Incumbents usually have the advantage in electoral campaigns as the visibility of office effectively provides them with free campaign exposure. However, the CC argues that several aspects of Venezuela’s current electoral framework exacerbate this advantage. First, a government that has so much money and so few controls has an extraordinary ability to boost spending and spur economic growth before an election. Economists estimate that Venezuela’s public sector spending will have increased by 45% in 2012 over 2011, including huge outlays for La Gran Misión Vivienda—the big government push to construct new housing. More broadly, in contrast to most other Latin American nations, Venezuela has no public funding for campaigns and makes it virtually impossible to track campaign finances.

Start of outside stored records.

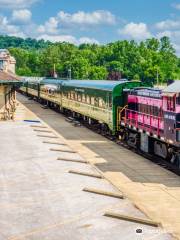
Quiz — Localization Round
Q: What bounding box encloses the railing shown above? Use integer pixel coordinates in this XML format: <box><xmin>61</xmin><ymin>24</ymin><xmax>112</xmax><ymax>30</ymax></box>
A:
<box><xmin>116</xmin><ymin>105</ymin><xmax>128</xmax><ymax>130</ymax></box>
<box><xmin>121</xmin><ymin>108</ymin><xmax>163</xmax><ymax>136</ymax></box>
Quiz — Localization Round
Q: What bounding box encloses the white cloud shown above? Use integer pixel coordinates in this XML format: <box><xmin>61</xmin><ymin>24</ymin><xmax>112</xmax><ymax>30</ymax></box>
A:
<box><xmin>12</xmin><ymin>9</ymin><xmax>32</xmax><ymax>24</ymax></box>
<box><xmin>118</xmin><ymin>22</ymin><xmax>152</xmax><ymax>41</ymax></box>
<box><xmin>37</xmin><ymin>10</ymin><xmax>116</xmax><ymax>34</ymax></box>
<box><xmin>78</xmin><ymin>37</ymin><xmax>99</xmax><ymax>44</ymax></box>
<box><xmin>38</xmin><ymin>34</ymin><xmax>99</xmax><ymax>45</ymax></box>
<box><xmin>172</xmin><ymin>3</ymin><xmax>180</xmax><ymax>10</ymax></box>
<box><xmin>57</xmin><ymin>10</ymin><xmax>116</xmax><ymax>25</ymax></box>
<box><xmin>0</xmin><ymin>16</ymin><xmax>25</xmax><ymax>37</ymax></box>
<box><xmin>37</xmin><ymin>17</ymin><xmax>58</xmax><ymax>34</ymax></box>
<box><xmin>0</xmin><ymin>0</ymin><xmax>39</xmax><ymax>9</ymax></box>
<box><xmin>155</xmin><ymin>19</ymin><xmax>180</xmax><ymax>30</ymax></box>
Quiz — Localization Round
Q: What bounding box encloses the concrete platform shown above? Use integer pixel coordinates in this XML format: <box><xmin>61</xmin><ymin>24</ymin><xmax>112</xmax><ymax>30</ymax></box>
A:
<box><xmin>0</xmin><ymin>99</ymin><xmax>173</xmax><ymax>240</ymax></box>
<box><xmin>16</xmin><ymin>95</ymin><xmax>180</xmax><ymax>239</ymax></box>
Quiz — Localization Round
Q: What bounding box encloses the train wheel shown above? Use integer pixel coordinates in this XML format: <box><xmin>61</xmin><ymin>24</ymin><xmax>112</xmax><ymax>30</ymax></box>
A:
<box><xmin>154</xmin><ymin>141</ymin><xmax>169</xmax><ymax>159</ymax></box>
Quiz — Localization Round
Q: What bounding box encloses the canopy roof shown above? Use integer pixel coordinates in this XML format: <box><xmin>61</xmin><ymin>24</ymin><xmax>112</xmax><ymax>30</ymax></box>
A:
<box><xmin>162</xmin><ymin>80</ymin><xmax>180</xmax><ymax>95</ymax></box>
<box><xmin>0</xmin><ymin>71</ymin><xmax>21</xmax><ymax>84</ymax></box>
<box><xmin>63</xmin><ymin>79</ymin><xmax>128</xmax><ymax>91</ymax></box>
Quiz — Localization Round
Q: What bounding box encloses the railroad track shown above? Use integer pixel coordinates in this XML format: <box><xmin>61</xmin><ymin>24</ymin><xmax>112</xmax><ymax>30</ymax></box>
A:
<box><xmin>66</xmin><ymin>117</ymin><xmax>180</xmax><ymax>176</ymax></box>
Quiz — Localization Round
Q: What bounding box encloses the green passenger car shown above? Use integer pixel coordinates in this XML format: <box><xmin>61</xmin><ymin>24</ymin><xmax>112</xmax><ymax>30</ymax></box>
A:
<box><xmin>61</xmin><ymin>80</ymin><xmax>141</xmax><ymax>133</ymax></box>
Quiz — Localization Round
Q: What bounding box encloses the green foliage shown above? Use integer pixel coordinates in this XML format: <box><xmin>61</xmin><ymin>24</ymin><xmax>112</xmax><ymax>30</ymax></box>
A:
<box><xmin>0</xmin><ymin>36</ymin><xmax>180</xmax><ymax>83</ymax></box>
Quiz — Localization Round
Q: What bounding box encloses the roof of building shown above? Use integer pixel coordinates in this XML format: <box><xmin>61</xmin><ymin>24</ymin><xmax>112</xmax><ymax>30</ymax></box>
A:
<box><xmin>0</xmin><ymin>71</ymin><xmax>21</xmax><ymax>84</ymax></box>
<box><xmin>63</xmin><ymin>79</ymin><xmax>128</xmax><ymax>91</ymax></box>
<box><xmin>162</xmin><ymin>80</ymin><xmax>180</xmax><ymax>94</ymax></box>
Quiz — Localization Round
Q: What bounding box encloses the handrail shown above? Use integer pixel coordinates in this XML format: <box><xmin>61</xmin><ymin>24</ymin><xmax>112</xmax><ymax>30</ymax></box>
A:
<box><xmin>116</xmin><ymin>105</ymin><xmax>128</xmax><ymax>130</ymax></box>
<box><xmin>125</xmin><ymin>109</ymin><xmax>163</xmax><ymax>135</ymax></box>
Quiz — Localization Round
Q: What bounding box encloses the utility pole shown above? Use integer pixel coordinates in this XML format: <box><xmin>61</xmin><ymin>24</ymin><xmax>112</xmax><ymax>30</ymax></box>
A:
<box><xmin>68</xmin><ymin>67</ymin><xmax>72</xmax><ymax>80</ymax></box>
<box><xmin>156</xmin><ymin>69</ymin><xmax>159</xmax><ymax>86</ymax></box>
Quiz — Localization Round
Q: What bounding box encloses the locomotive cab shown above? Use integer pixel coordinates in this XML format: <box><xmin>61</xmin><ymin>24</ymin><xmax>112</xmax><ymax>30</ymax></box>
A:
<box><xmin>163</xmin><ymin>81</ymin><xmax>180</xmax><ymax>147</ymax></box>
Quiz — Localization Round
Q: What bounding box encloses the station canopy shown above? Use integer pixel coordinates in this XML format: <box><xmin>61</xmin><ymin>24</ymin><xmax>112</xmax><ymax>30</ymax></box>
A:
<box><xmin>0</xmin><ymin>71</ymin><xmax>21</xmax><ymax>85</ymax></box>
<box><xmin>162</xmin><ymin>80</ymin><xmax>180</xmax><ymax>97</ymax></box>
<box><xmin>63</xmin><ymin>79</ymin><xmax>128</xmax><ymax>91</ymax></box>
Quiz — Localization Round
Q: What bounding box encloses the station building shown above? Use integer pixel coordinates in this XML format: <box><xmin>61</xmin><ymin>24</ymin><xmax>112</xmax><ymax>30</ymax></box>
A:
<box><xmin>0</xmin><ymin>49</ymin><xmax>20</xmax><ymax>120</ymax></box>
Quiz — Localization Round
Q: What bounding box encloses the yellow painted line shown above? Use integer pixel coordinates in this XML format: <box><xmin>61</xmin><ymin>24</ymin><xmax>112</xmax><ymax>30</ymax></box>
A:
<box><xmin>50</xmin><ymin>148</ymin><xmax>77</xmax><ymax>153</ymax></box>
<box><xmin>83</xmin><ymin>188</ymin><xmax>124</xmax><ymax>199</ymax></box>
<box><xmin>34</xmin><ymin>129</ymin><xmax>52</xmax><ymax>133</ymax></box>
<box><xmin>104</xmin><ymin>212</ymin><xmax>160</xmax><ymax>227</ymax></box>
<box><xmin>37</xmin><ymin>135</ymin><xmax>59</xmax><ymax>138</ymax></box>
<box><xmin>57</xmin><ymin>158</ymin><xmax>88</xmax><ymax>164</ymax></box>
<box><xmin>43</xmin><ymin>141</ymin><xmax>67</xmax><ymax>146</ymax></box>
<box><xmin>31</xmin><ymin>125</ymin><xmax>47</xmax><ymax>128</ymax></box>
<box><xmin>69</xmin><ymin>170</ymin><xmax>103</xmax><ymax>178</ymax></box>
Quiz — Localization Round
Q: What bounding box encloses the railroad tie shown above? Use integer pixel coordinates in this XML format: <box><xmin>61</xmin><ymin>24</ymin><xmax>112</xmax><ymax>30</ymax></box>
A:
<box><xmin>83</xmin><ymin>188</ymin><xmax>124</xmax><ymax>199</ymax></box>
<box><xmin>34</xmin><ymin>129</ymin><xmax>53</xmax><ymax>133</ymax></box>
<box><xmin>104</xmin><ymin>212</ymin><xmax>160</xmax><ymax>227</ymax></box>
<box><xmin>57</xmin><ymin>158</ymin><xmax>88</xmax><ymax>164</ymax></box>
<box><xmin>50</xmin><ymin>148</ymin><xmax>77</xmax><ymax>153</ymax></box>
<box><xmin>37</xmin><ymin>135</ymin><xmax>58</xmax><ymax>138</ymax></box>
<box><xmin>69</xmin><ymin>170</ymin><xmax>103</xmax><ymax>178</ymax></box>
<box><xmin>43</xmin><ymin>141</ymin><xmax>67</xmax><ymax>146</ymax></box>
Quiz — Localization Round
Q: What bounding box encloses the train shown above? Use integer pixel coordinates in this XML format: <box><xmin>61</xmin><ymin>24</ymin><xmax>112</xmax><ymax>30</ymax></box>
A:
<box><xmin>19</xmin><ymin>79</ymin><xmax>180</xmax><ymax>169</ymax></box>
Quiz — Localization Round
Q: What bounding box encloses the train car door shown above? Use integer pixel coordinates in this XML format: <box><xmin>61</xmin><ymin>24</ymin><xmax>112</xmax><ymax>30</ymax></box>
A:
<box><xmin>163</xmin><ymin>95</ymin><xmax>176</xmax><ymax>141</ymax></box>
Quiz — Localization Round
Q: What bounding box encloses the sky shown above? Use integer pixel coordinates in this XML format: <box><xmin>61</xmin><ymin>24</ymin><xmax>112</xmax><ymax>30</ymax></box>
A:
<box><xmin>0</xmin><ymin>0</ymin><xmax>180</xmax><ymax>55</ymax></box>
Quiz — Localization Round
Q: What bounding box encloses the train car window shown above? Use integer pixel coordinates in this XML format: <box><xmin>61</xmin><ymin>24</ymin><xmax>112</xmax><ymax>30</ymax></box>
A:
<box><xmin>82</xmin><ymin>93</ymin><xmax>86</xmax><ymax>103</ymax></box>
<box><xmin>109</xmin><ymin>94</ymin><xmax>112</xmax><ymax>108</ymax></box>
<box><xmin>128</xmin><ymin>102</ymin><xmax>137</xmax><ymax>111</ymax></box>
<box><xmin>94</xmin><ymin>97</ymin><xmax>99</xmax><ymax>107</ymax></box>
<box><xmin>99</xmin><ymin>98</ymin><xmax>104</xmax><ymax>108</ymax></box>
<box><xmin>78</xmin><ymin>93</ymin><xmax>82</xmax><ymax>102</ymax></box>
<box><xmin>167</xmin><ymin>97</ymin><xmax>175</xmax><ymax>111</ymax></box>
<box><xmin>86</xmin><ymin>95</ymin><xmax>91</xmax><ymax>104</ymax></box>
<box><xmin>71</xmin><ymin>91</ymin><xmax>74</xmax><ymax>100</ymax></box>
<box><xmin>74</xmin><ymin>92</ymin><xmax>77</xmax><ymax>101</ymax></box>
<box><xmin>176</xmin><ymin>96</ymin><xmax>180</xmax><ymax>105</ymax></box>
<box><xmin>91</xmin><ymin>97</ymin><xmax>95</xmax><ymax>105</ymax></box>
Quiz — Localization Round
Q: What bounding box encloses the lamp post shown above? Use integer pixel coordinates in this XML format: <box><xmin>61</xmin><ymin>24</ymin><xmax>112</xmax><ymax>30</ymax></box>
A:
<box><xmin>68</xmin><ymin>67</ymin><xmax>72</xmax><ymax>80</ymax></box>
<box><xmin>156</xmin><ymin>69</ymin><xmax>159</xmax><ymax>86</ymax></box>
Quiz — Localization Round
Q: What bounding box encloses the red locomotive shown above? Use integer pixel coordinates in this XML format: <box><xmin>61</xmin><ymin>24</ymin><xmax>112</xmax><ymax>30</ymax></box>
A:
<box><xmin>120</xmin><ymin>81</ymin><xmax>180</xmax><ymax>168</ymax></box>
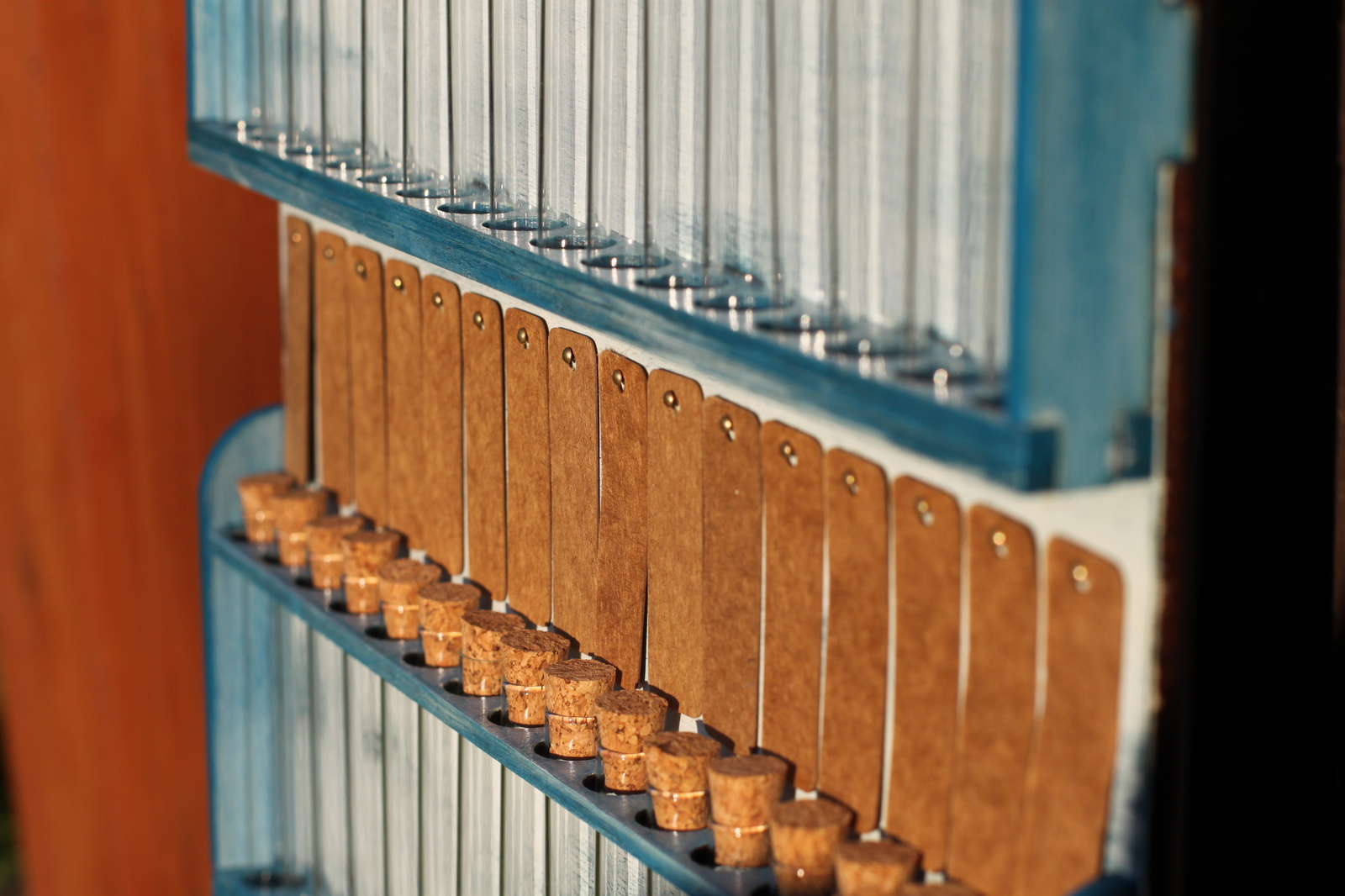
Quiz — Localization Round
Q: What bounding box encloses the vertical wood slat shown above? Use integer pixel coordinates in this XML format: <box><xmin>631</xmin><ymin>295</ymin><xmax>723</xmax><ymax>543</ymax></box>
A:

The CC argues that minimalist definitions of what constitutes campaign advertising—restricted to information that explicitly seeks to mobilize votes for a particular candidate—leaves unregulated public service messages and advertisements heralding the government´s programs and expenditures. Furthermore, while candidates are strictly limited to three minutes of campaign advertising daily, the government gets ten minutes daily of public service messages and unlimited “cadenas”—public addresses that must be transmitted by all broadcast outlets.

The report also has an excellent section on media coverage based on original research. While several sources, including this blog (here) have pointed out that Capriles received as much or more media coverage as Chávez, the CC research looks closely at the content of the coverage. They point out that most individual articles or reports in Venezuelan media contain only one political view. They also show that while overall there was balance, state media was very unbalanced—its coverage of Chávez was almost exclusively positive while its coverage of Capriles was predominantly negative. They also point out that while it is true that state television generally has a small viewership, audience for the main state television station grew to a 24% share of the market–second among all television channels.